A trust in Crown Point, Indiana is a legal arrangement for the management of property by one person, for the benefit of another. In the simplest possible terms, if property is held in trust, it is possessed and controlled by one person, but it is technically owned by another person, who benefits from the property.
Trusts serve a number of purposes. For example, they can be set up to ensure that the beneficiary (say, a child) will perpetually have enough money to live off of, but will be unable to spend it all on frivolities.
A trust can make as many or as few allowances as the person creating it wants. For example, a trust could be set up which permits the beneficiary to spend the money on educational expenses, and nothing else.
A trust could, of course, be much more permissive, if the creator of the trust wants it to be. You could set up a trust authorizing the beneficiary to spend as much of the money in it as they like, on anything. Of course, in such a situation, the trust fund might not last very long, especially if the beneficiary is a younger person.
What to Include in Any Crown Point, IN Trust
There are 4 distinct elements that must be present for any trust to be valid in Crown Point, Indiana. The first element is the purpose - in drafting a trust document, the purpose that the trust is serving must be expressed.
Second, the trust needs a trustee. The trustee will have possession of the property or money that is being held in trust, and will be responsible for putting it to the use that the creator of the trust intended.
The third required element to make a valid trust is the beneficiary or beneficiaries. Because a trust, by definition, is set up to benefit someone or something, that entity must be identified in the trust. However, if the person(s) meant to benefit from the trust do not yet exist, they can still be valid beneficiaries, as long as they are part of an identifiable class of people, and can be easily identified if they are born.
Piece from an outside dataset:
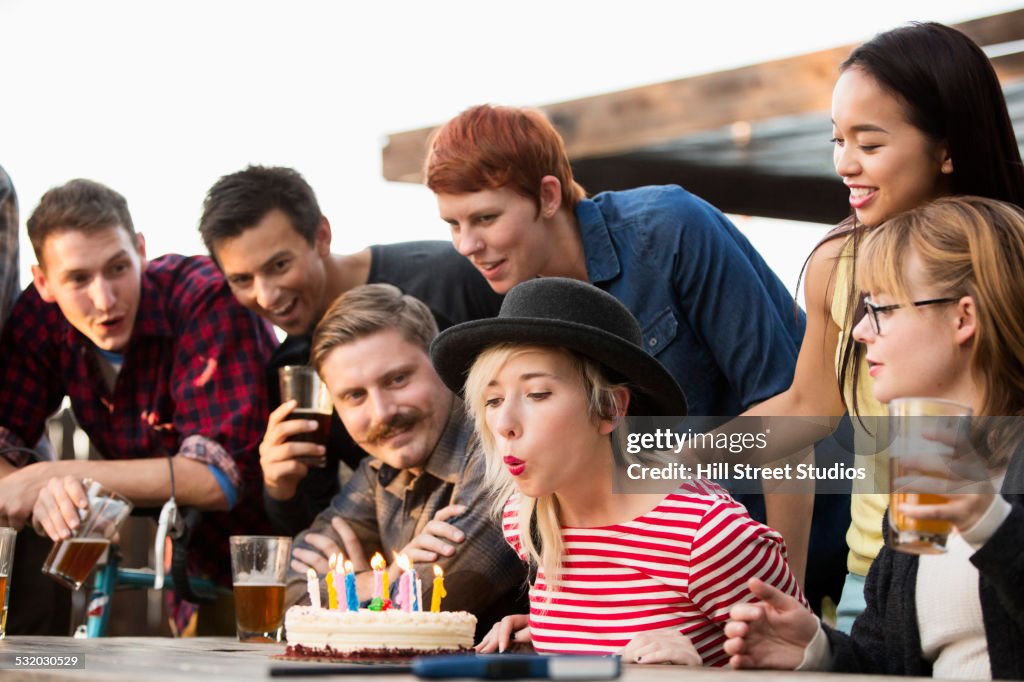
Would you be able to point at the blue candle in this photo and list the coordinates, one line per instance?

For example, you could set up a trust to benefit your grandchildren, even if you don't truly have any grandchildren yet.
Finally, and perhaps most importantly, the trust requires a "body." The body of a trust is the thing (typically, but not always, money) that is directly being held in trust, and therefore overseen by the trustee, and used to help the beneficiary.
Can A Crown Point, Indiana Trust Drafting Attorney Help?
While the elements of a valid trust are fairly simple and easy to memorize, drafting a trust that is likely to be carried out according to your wishes can be fairly difficult. For that reason, a Crown Point, Indiana attorney specializing in estate planning can be invaluable.